DISCURSO DO PAPA JOÃO PAULO II
AOS PARTICIPANTES NO CONGRESSO ECLESIAL
DA CONFERÊNCIA EPISCOPAL ITALIANA
Sábado, 31 de Outubro de 1981
Caros Irmãos e Irmãs!
1. É com prazer que apresento a minha cordial saudação a todos vós, Delegados das Dioceses italianas e das Associações cristãs, que vos reunistes em Roma por ocasião do nonagésimo aniversário da Encíclica Rerum Novarum do meu Predecessor Leão XIII, recentemente recordada também com a minha Carta Laborem exercens.
A iniciativa, promovida pela Comissão da Conferência Episcopal Italiana para os problemas sociais e o trabalho, é digna de louvor, porque pretende dar ajuda às comunidades cristãs e a cada cristão para uma sua presença cada vez mais coerente na realidade social italiana. Como, de facto, ensinou o Concílio Vaticano II, "o divórcio entre a fé que professam e a vida diária de muitos deve ser apontado entre os erros mais graves do nosso tempo... Não se criem, por conseguinte, oposições artificiais entre as actividades profissionais e sociais, por um lado, e a vida religiosa por outro" (Gaudium et Spes, 43). Segundo o Concílio, o divórcio entre a fé, por um lado, e o próprio compromisso social, pelo outro, é um erro, porque implica e pressupõe uma concepção da fé não conforme com a Tradição da Igreja e uma visão do homem que não é nem unitária nem completa. Com razão, portanto, os Padres conciliares falaram de "oposição artificial", isto é não fundada sobre a verdade inteira da pessoa humana.

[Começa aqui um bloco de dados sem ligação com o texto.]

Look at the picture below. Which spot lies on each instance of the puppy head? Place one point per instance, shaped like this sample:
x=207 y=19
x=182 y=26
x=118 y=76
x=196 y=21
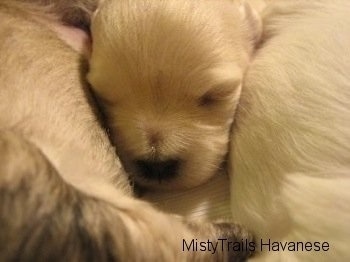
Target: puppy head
x=168 y=76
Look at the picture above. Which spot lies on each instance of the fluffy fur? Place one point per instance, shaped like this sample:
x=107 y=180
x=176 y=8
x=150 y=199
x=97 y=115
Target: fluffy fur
x=63 y=194
x=290 y=149
x=168 y=76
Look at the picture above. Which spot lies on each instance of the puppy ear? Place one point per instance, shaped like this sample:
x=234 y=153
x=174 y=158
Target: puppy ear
x=253 y=22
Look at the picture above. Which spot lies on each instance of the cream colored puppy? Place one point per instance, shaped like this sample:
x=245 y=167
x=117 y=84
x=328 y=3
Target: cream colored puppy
x=168 y=75
x=290 y=155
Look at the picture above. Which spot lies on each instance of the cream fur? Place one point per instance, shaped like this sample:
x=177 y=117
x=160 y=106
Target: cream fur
x=152 y=64
x=290 y=148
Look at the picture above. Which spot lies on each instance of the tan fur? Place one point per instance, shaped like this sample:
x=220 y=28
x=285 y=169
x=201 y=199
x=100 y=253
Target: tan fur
x=168 y=75
x=290 y=148
x=63 y=193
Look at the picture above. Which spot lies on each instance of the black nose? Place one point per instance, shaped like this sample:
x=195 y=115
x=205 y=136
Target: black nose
x=158 y=170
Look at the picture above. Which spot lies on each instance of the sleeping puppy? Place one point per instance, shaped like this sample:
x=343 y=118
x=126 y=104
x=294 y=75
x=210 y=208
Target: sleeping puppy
x=168 y=75
x=290 y=151
x=63 y=193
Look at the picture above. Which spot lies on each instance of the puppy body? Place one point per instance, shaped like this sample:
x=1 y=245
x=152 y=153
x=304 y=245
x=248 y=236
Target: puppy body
x=168 y=75
x=290 y=150
x=49 y=131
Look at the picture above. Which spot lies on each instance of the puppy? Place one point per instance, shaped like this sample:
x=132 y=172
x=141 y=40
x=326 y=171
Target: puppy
x=290 y=149
x=63 y=194
x=168 y=76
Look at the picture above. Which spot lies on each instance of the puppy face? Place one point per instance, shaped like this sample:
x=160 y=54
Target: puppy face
x=168 y=75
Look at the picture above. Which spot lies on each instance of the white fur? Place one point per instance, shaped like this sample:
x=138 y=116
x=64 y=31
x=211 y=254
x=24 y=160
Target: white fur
x=290 y=156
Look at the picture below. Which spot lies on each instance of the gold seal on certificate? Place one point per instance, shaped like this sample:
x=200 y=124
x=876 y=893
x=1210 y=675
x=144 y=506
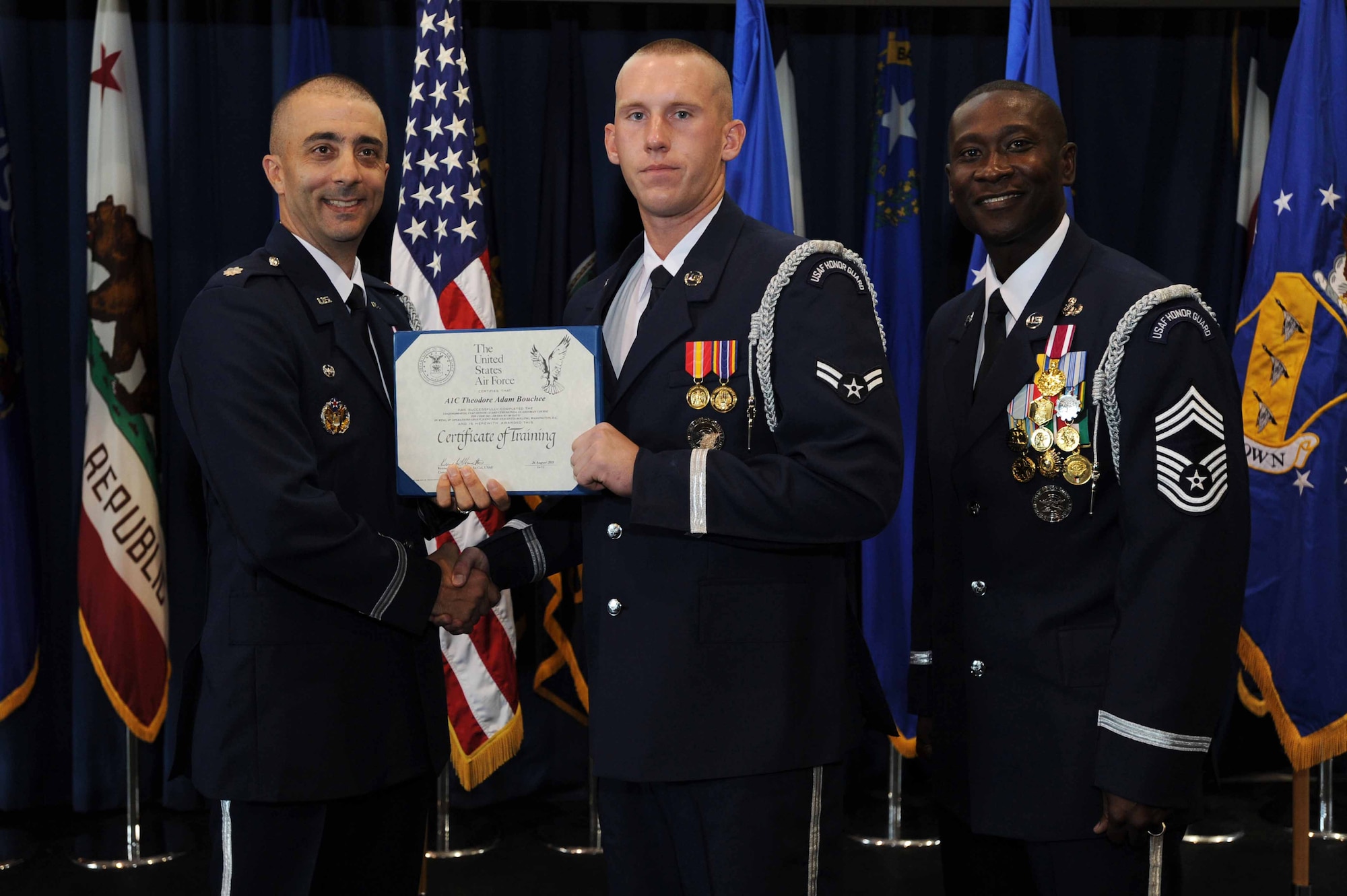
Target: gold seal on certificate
x=507 y=403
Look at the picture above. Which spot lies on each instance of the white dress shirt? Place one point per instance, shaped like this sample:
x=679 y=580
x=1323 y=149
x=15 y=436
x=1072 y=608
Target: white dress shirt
x=344 y=285
x=1019 y=287
x=624 y=316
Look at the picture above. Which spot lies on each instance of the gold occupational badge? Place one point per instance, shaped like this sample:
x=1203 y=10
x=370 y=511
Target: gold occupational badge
x=1050 y=463
x=1077 y=470
x=336 y=417
x=724 y=399
x=1069 y=439
x=1042 y=439
x=705 y=432
x=1053 y=380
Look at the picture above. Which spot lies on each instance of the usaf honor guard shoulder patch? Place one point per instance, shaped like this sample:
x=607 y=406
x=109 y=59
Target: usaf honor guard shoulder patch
x=851 y=388
x=1191 y=454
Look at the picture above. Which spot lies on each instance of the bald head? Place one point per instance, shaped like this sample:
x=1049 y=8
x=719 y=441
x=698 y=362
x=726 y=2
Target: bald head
x=717 y=77
x=329 y=85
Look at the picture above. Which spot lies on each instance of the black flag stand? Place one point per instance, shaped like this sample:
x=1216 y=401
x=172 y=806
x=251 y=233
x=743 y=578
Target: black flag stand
x=134 y=858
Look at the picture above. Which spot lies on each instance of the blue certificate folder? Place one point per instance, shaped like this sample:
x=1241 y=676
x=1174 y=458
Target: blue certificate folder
x=588 y=337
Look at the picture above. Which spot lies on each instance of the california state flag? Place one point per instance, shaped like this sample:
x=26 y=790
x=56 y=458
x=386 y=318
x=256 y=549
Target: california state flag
x=123 y=596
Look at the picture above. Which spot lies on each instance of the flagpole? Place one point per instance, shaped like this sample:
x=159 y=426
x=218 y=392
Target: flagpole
x=1326 y=804
x=894 y=832
x=595 y=847
x=444 y=844
x=1301 y=833
x=135 y=855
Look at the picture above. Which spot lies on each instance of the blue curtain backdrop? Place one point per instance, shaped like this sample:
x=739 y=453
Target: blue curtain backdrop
x=1147 y=96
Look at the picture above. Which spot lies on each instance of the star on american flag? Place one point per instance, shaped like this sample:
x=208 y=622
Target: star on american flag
x=441 y=219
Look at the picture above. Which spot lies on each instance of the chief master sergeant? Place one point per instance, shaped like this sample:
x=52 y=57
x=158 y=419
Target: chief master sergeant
x=725 y=665
x=1082 y=530
x=320 y=715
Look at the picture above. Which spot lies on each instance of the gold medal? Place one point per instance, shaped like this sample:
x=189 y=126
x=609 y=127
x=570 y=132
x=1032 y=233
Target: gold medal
x=336 y=417
x=1050 y=463
x=724 y=399
x=1051 y=381
x=1078 y=470
x=705 y=432
x=1053 y=504
x=1069 y=439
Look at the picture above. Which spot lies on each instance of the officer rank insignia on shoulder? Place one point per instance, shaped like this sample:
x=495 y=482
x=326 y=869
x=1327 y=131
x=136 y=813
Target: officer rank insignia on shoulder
x=1191 y=454
x=836 y=265
x=852 y=388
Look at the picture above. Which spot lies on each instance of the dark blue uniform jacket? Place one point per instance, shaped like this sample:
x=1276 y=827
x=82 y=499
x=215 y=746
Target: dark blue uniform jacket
x=319 y=673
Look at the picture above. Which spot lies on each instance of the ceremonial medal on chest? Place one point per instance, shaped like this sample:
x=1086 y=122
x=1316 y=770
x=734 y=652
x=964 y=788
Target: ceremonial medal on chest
x=336 y=417
x=1050 y=463
x=1069 y=439
x=1042 y=439
x=1053 y=504
x=724 y=362
x=705 y=432
x=1077 y=470
x=698 y=361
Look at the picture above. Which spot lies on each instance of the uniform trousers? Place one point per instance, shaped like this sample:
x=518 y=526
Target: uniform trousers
x=985 y=866
x=367 y=844
x=777 y=835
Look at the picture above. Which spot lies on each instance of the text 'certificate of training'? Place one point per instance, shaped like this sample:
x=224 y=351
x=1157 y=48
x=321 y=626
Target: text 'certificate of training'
x=507 y=403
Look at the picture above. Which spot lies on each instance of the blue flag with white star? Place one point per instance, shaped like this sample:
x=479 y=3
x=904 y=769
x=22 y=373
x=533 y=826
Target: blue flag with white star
x=759 y=179
x=1030 y=59
x=894 y=254
x=309 y=51
x=1291 y=349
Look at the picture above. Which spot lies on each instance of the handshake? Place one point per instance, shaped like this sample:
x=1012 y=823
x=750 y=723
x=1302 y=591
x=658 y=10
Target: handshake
x=467 y=591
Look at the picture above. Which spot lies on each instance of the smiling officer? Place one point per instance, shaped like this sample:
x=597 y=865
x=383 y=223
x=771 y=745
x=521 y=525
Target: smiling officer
x=315 y=711
x=1082 y=530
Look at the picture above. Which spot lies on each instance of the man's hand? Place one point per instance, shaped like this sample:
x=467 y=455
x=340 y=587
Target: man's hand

Este ensinamento conciliar é muito rico de consequências que devem orientar o cristão no seu compromisso social. Só quando o cristão conservar fielmente a própria identidade, estará em condições de dar o seu contributo específico para a construção de uma sociedade, que seja verdadeiramente conforme com a medida total da verdade e da dignidade da pessoa humana; o cristão, assim, forte desta sua identidade, poderá mais eficazmente confrontar-se com todos os outros que se empenham em contribuir para a edificação da mesma sociedade e para o verdadeiro progresso do homem. Se assim não for, torna-se aquele sal insípido, de que fala o Evangelho, bom apenas para ser lançado fora e ser pisado pelos homens (cf. Mt 5, 13 e Lumen Gentium, 33).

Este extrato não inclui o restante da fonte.